28 October 2009

Asian Autos, Ford Top Consumer Reports Lists

from the Wall Street Journal

 Ford Motor Co. has weathered the car industry's downturn better than many competitors. Now some analysts think the company has turned the corner so far it could report break-even results for its core North American operations or even an overall profit when it releases third-quarter earnings Nov. 2.

At the heart of Ford's relative success has been its ability to minimize its year-over-year sales declines while taking advantage of its competitors' weakness and grabbing market share.

According to CNW Marketing Research, Ford gained more than five percentage points of U.S. retail market share in the third quarter compared with the same period of 2008, while Detroit rivals General Motors Co. and Chrysler Group LLC lost ground.

"The Ford story is that they have taken advantage of the fact that they were sole domestic brand not to take a government bailout and not to file for bankruptcy," said Efraim Levy, an auto-industry stock analyst at Standard & Poor's. "But those benefits will fade in 2010 as the weaker competitors distance themselves from the bankruptcy filings and start to introduce some fresh product."

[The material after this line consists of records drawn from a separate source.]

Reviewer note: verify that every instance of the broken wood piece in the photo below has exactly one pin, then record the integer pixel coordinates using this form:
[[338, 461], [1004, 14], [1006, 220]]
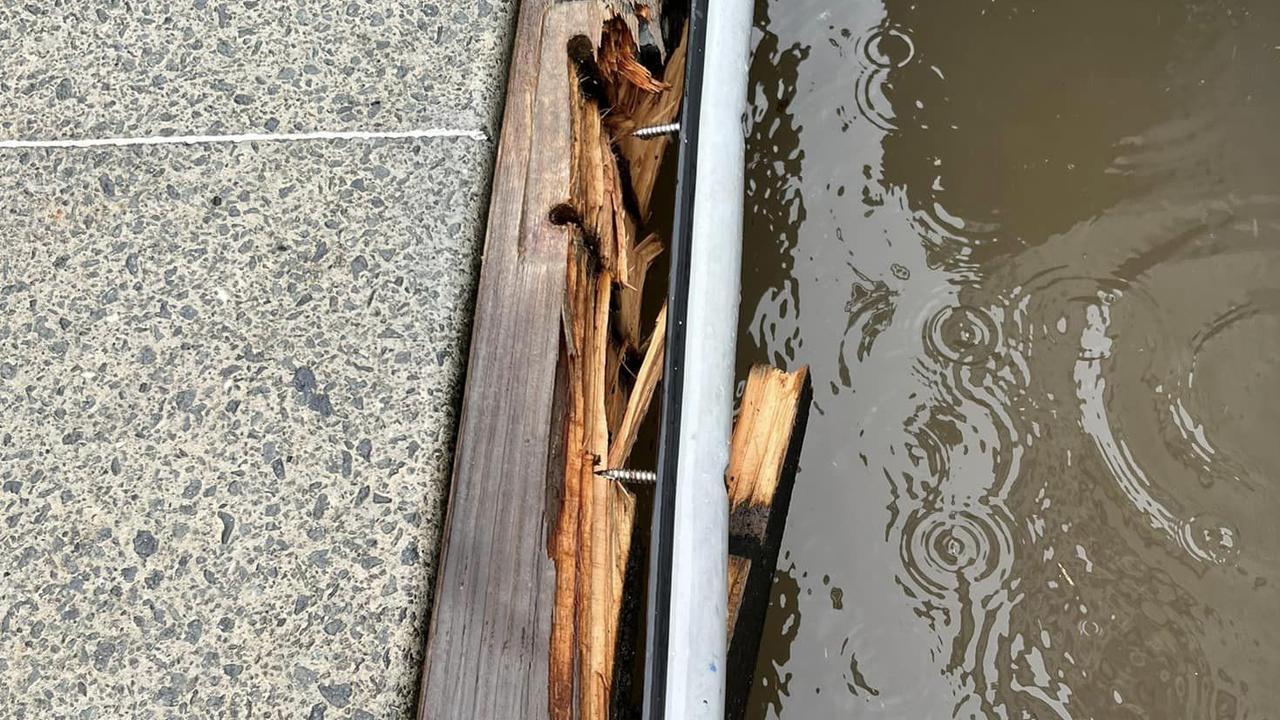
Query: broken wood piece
[[763, 455], [641, 395], [488, 641]]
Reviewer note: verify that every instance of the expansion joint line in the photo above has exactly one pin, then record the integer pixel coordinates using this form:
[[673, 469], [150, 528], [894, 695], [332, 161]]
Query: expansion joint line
[[476, 135]]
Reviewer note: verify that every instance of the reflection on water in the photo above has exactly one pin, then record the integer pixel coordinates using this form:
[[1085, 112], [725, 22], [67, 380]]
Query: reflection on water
[[1032, 254]]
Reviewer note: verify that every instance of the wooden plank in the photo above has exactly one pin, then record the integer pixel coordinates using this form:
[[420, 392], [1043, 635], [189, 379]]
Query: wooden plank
[[536, 545], [763, 456], [489, 636], [641, 396]]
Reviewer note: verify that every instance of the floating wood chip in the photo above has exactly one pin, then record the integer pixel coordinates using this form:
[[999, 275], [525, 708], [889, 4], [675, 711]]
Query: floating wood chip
[[763, 456]]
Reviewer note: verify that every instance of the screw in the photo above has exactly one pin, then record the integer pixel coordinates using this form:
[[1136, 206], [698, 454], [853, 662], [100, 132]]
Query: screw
[[625, 475], [656, 131]]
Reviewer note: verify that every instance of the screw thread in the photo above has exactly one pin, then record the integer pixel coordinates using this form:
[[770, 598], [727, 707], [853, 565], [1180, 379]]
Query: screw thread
[[657, 131], [625, 475]]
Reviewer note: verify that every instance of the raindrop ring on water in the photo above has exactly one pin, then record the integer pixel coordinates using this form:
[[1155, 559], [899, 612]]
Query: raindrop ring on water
[[946, 548], [1210, 538], [961, 335], [888, 48]]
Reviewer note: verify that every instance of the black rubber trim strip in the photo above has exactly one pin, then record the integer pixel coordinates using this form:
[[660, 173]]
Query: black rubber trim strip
[[658, 627]]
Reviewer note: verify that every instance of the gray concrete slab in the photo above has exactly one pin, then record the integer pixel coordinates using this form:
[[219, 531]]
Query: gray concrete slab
[[228, 382], [106, 68]]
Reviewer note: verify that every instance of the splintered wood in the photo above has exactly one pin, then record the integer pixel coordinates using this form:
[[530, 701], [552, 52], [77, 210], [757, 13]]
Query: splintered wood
[[763, 455], [607, 397]]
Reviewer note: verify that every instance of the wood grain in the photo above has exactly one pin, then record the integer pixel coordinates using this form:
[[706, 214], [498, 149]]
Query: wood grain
[[489, 636], [763, 455]]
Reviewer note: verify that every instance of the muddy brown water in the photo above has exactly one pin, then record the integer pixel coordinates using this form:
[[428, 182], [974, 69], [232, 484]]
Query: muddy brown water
[[1031, 251]]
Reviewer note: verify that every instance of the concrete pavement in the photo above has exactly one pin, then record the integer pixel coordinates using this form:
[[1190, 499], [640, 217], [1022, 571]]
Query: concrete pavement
[[229, 372]]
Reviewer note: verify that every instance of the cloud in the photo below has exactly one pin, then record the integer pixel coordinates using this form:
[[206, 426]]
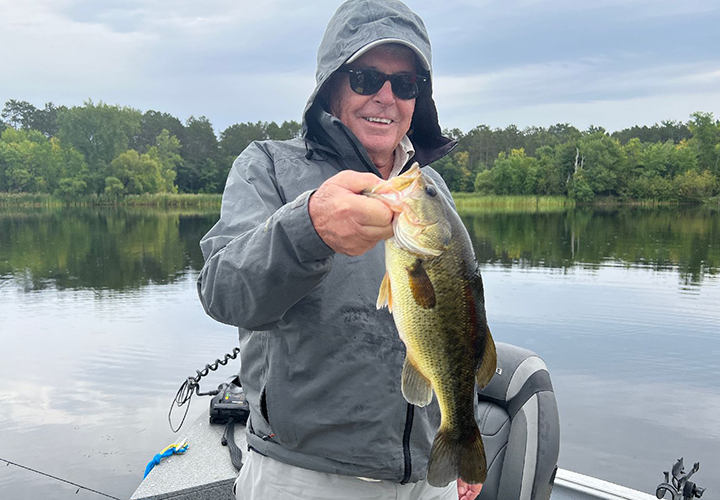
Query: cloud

In the past week, several Wall Street analysts expressed optimism that Ford's North American operations could break even in the third quarter—a significant achievement after several years of steep losses—though they still expect the company to post a loss for its operations overall. One analyst, J.P. Morgan's Himanshu Patel, even forecast a quarterly profit overall at Ford.

"Obviously, I'm very pleased with the progress that we're making all around the world, and our market share is going up in every major market," Ford Executive Chairman William Clay Ford Jr. told reporters last week. "And our products are being very well received." He declined to discuss earnings, citing the quiet period before their release.

Ford continues to benefit from stronger prices for both its new and used cars that should boost results at its wholly owned financing arm, Ford Motor Credit. The trend could help the company reverse large losses accounted for in 2008 at the unit based on anticipated declines in the value of its leased vehicles.

Another positive sign could come in a report expected to be released soon by auto guide Kelly Blue Book. Two Ford vehicles will appear on the list of 2010 model-year vehicles projected to retain the greatest amount of their original retail price after five years of ownership, said a person familiar with the matter. Last year, no Ford car or truck held a spot on the 2009 model-year list.

Ford also is expected to perform well in the influential annual auto-reliability survey by Consumer Reports, due out Tuesday.

In the second quarter, the car maker reported a profit of $2.3 billion, though that came mainly from gains it recorded as part of efforts to restructure its debt. Excluding the gains, Ford would have reported a loss of $424 million, still narrower than a comparable loss of $1.03 billion a year earlier and much better than analysts had expected. The company has lost more than $30 billion since 2006.

The improved results have helped build Chief Executive Alan Mulally's image as a turnaround leader. But Ford still carries a massive debt after borrowed $23.5 billion in 2006 to fund its restructuring. Many on Wall Street are waiting to see how Ford will cut its debt load.

Despite an improved outlook, Ford hasn't revised its profitability forecast, stating the company won't break even or make money until 2011.

A person familiar with the matter at Ford said that even if encouraging signs continue to emerge, Ford may stay conservative about how quickly it can return to sustained moneymaking.